On 1 February 1945, he claimed a Supermarine Spitfire shot down near Braunschweig. While the Allies reported a Hawker Tempest lost in the vicinity of the action. On 3 February 1945, the United States Army Air Forces (USAAF) Eighth Air Force attacked Brabag's synthetic fuel factory at Magdeburg. III. Gruppe of JG 7 was one of the Luftwaffe units scrambled to intercept the bombers. The USAAF lost 23 Boeing B-17 Flying Fortress bombers and seven North American P-51 Mustang fighters in the attack. Rademacher claimed two B-17 bombers shot down that day. On 9 February, over 1,200 heavy bombers of the Eighth Air Force attacked synthetic fuel factories, railroad and other targets. Close to Berlin, III. Gruppe intercepted a formation of B-17 bombers and their fighter escort. In this encounter, Rademacher claimed the destruction of two further B-17 bombers. On 14 February, Rademacher claimed the destruction of a B-17 bomber on its return flight to England. The intercept was made between Lübeck and Neumünster. On 16 February, III. Gruppe of JG 7 fought 10 to 15 P-51 fighters near Hannover. Following the encounter, Rademacher claimed a P-51 shot down. This claim cannot be confirmed by Allied records as no P-51 loss was recorded in that area of operation.

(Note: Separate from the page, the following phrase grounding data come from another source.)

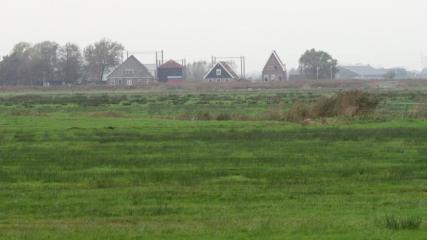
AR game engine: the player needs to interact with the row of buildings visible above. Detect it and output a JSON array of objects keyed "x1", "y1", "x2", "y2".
[
  {"x1": 107, "y1": 51, "x2": 288, "y2": 86},
  {"x1": 106, "y1": 52, "x2": 421, "y2": 86}
]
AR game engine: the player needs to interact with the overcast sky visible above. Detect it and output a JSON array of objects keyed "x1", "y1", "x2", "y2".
[{"x1": 1, "y1": 0, "x2": 427, "y2": 73}]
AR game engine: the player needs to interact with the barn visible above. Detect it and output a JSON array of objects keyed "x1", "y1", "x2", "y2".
[
  {"x1": 204, "y1": 62, "x2": 239, "y2": 82},
  {"x1": 107, "y1": 55, "x2": 154, "y2": 86},
  {"x1": 157, "y1": 60, "x2": 184, "y2": 82}
]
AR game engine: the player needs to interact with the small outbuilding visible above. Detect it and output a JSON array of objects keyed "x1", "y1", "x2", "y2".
[
  {"x1": 204, "y1": 62, "x2": 239, "y2": 82},
  {"x1": 157, "y1": 60, "x2": 185, "y2": 82},
  {"x1": 262, "y1": 51, "x2": 287, "y2": 81},
  {"x1": 107, "y1": 55, "x2": 154, "y2": 86}
]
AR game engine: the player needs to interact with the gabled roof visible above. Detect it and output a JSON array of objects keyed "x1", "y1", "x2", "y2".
[
  {"x1": 263, "y1": 51, "x2": 286, "y2": 72},
  {"x1": 107, "y1": 55, "x2": 153, "y2": 79},
  {"x1": 339, "y1": 65, "x2": 387, "y2": 76},
  {"x1": 220, "y1": 62, "x2": 240, "y2": 79},
  {"x1": 203, "y1": 62, "x2": 240, "y2": 80},
  {"x1": 101, "y1": 66, "x2": 116, "y2": 81},
  {"x1": 159, "y1": 60, "x2": 183, "y2": 69}
]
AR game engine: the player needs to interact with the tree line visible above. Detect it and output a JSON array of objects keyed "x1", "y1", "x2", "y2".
[
  {"x1": 0, "y1": 39, "x2": 213, "y2": 86},
  {"x1": 0, "y1": 39, "x2": 125, "y2": 86},
  {"x1": 0, "y1": 38, "x2": 339, "y2": 86}
]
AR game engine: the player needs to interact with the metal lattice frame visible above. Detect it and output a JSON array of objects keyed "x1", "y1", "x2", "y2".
[{"x1": 211, "y1": 56, "x2": 246, "y2": 80}]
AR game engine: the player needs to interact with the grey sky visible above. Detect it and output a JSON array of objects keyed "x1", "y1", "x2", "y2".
[{"x1": 1, "y1": 0, "x2": 427, "y2": 73}]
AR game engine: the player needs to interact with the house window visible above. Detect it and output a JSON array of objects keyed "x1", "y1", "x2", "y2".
[
  {"x1": 216, "y1": 69, "x2": 222, "y2": 76},
  {"x1": 124, "y1": 69, "x2": 134, "y2": 75},
  {"x1": 127, "y1": 80, "x2": 133, "y2": 86},
  {"x1": 274, "y1": 66, "x2": 278, "y2": 70},
  {"x1": 271, "y1": 74, "x2": 276, "y2": 80}
]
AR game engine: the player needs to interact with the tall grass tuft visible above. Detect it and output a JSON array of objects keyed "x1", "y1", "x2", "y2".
[
  {"x1": 384, "y1": 215, "x2": 422, "y2": 230},
  {"x1": 282, "y1": 90, "x2": 380, "y2": 122}
]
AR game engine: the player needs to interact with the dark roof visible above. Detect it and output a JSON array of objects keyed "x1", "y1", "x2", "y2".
[
  {"x1": 204, "y1": 62, "x2": 240, "y2": 80},
  {"x1": 220, "y1": 62, "x2": 240, "y2": 79},
  {"x1": 158, "y1": 60, "x2": 183, "y2": 69},
  {"x1": 107, "y1": 55, "x2": 153, "y2": 79}
]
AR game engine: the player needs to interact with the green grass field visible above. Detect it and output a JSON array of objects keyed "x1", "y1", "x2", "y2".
[{"x1": 1, "y1": 91, "x2": 427, "y2": 239}]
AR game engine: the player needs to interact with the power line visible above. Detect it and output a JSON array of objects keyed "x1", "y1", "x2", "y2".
[{"x1": 126, "y1": 50, "x2": 164, "y2": 67}]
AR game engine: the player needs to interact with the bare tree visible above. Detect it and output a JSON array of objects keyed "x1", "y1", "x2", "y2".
[
  {"x1": 32, "y1": 41, "x2": 60, "y2": 85},
  {"x1": 185, "y1": 61, "x2": 209, "y2": 81},
  {"x1": 58, "y1": 43, "x2": 83, "y2": 84},
  {"x1": 0, "y1": 42, "x2": 33, "y2": 85}
]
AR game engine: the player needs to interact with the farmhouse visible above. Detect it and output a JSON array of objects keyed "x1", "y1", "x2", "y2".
[
  {"x1": 158, "y1": 60, "x2": 184, "y2": 82},
  {"x1": 107, "y1": 55, "x2": 154, "y2": 86},
  {"x1": 204, "y1": 62, "x2": 239, "y2": 82},
  {"x1": 262, "y1": 51, "x2": 287, "y2": 81}
]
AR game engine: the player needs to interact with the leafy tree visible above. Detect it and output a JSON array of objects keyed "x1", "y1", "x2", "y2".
[
  {"x1": 299, "y1": 49, "x2": 338, "y2": 80},
  {"x1": 58, "y1": 43, "x2": 83, "y2": 84},
  {"x1": 83, "y1": 39, "x2": 124, "y2": 82}
]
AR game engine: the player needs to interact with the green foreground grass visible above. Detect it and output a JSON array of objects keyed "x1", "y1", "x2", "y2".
[{"x1": 0, "y1": 92, "x2": 427, "y2": 239}]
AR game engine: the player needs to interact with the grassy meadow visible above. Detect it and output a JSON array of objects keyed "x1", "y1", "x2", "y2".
[{"x1": 1, "y1": 90, "x2": 427, "y2": 239}]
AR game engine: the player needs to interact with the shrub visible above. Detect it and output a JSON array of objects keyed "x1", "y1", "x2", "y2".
[
  {"x1": 266, "y1": 105, "x2": 287, "y2": 121},
  {"x1": 284, "y1": 90, "x2": 380, "y2": 122},
  {"x1": 284, "y1": 103, "x2": 313, "y2": 122},
  {"x1": 313, "y1": 90, "x2": 380, "y2": 117}
]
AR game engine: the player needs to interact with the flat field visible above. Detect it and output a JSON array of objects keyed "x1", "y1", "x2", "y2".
[{"x1": 0, "y1": 90, "x2": 427, "y2": 239}]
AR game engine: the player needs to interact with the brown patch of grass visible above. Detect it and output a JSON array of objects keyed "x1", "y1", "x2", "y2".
[{"x1": 409, "y1": 97, "x2": 427, "y2": 118}]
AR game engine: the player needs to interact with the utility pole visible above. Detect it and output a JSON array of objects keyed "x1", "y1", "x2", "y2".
[
  {"x1": 316, "y1": 66, "x2": 320, "y2": 81},
  {"x1": 155, "y1": 52, "x2": 158, "y2": 68},
  {"x1": 243, "y1": 56, "x2": 246, "y2": 79},
  {"x1": 240, "y1": 56, "x2": 243, "y2": 80},
  {"x1": 161, "y1": 50, "x2": 164, "y2": 64}
]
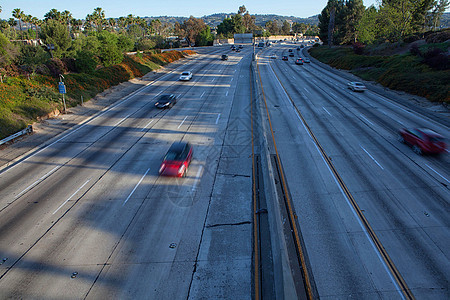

On 18 March, the Eighth Air Force headed for various railway stations and tank factories in the greater Berlin area with 1,329 heavy bombers, escorted by 632 fighter aircraft. Flying from Parchim Airfield, 37 Me 262 fighters led by Major Theodor Weissenberger took off to intercept the bombers. On this mission, Rademacher shot down a B-17 bomber. The next day, 1,273 heavy bombers from the USAAF 3rd Air Division attacked the synthetic fuel factories. The bombers were intercepted by 28 Me 262 fighters north of Chemnitz. In this encounter, Rademacher claimed an escorting P-51 fighter. On 24 March, the Eighth Air Force flew over 1,700 combat missions in support of Operation Plunder, the crossing of the Rhine. That day, approximately 250 heavy bombers also headed for Berlin to bomb the tank factories close by. The bombers were intercepted by 31 Me 262 fighters near Wittenberg. In this encounter, Rademacher claimed a B-17 bomber. The Eighth Air Force attacked fuel storage sites in areas of Braunschweig, Hamburg and Lauenburg on 25 March. Unable to form a cohesive formation, the Me 262 fighter pilots attacked the bombers individually or in pairs. At 10:20, Rademacher claimed a Herausschuss (separation shot)—a severely damaged heavy bomber forced to separate from his combat box which was counted as an aerial victory—over a Consolidated B-24 Liberator bomber near Lauenburg.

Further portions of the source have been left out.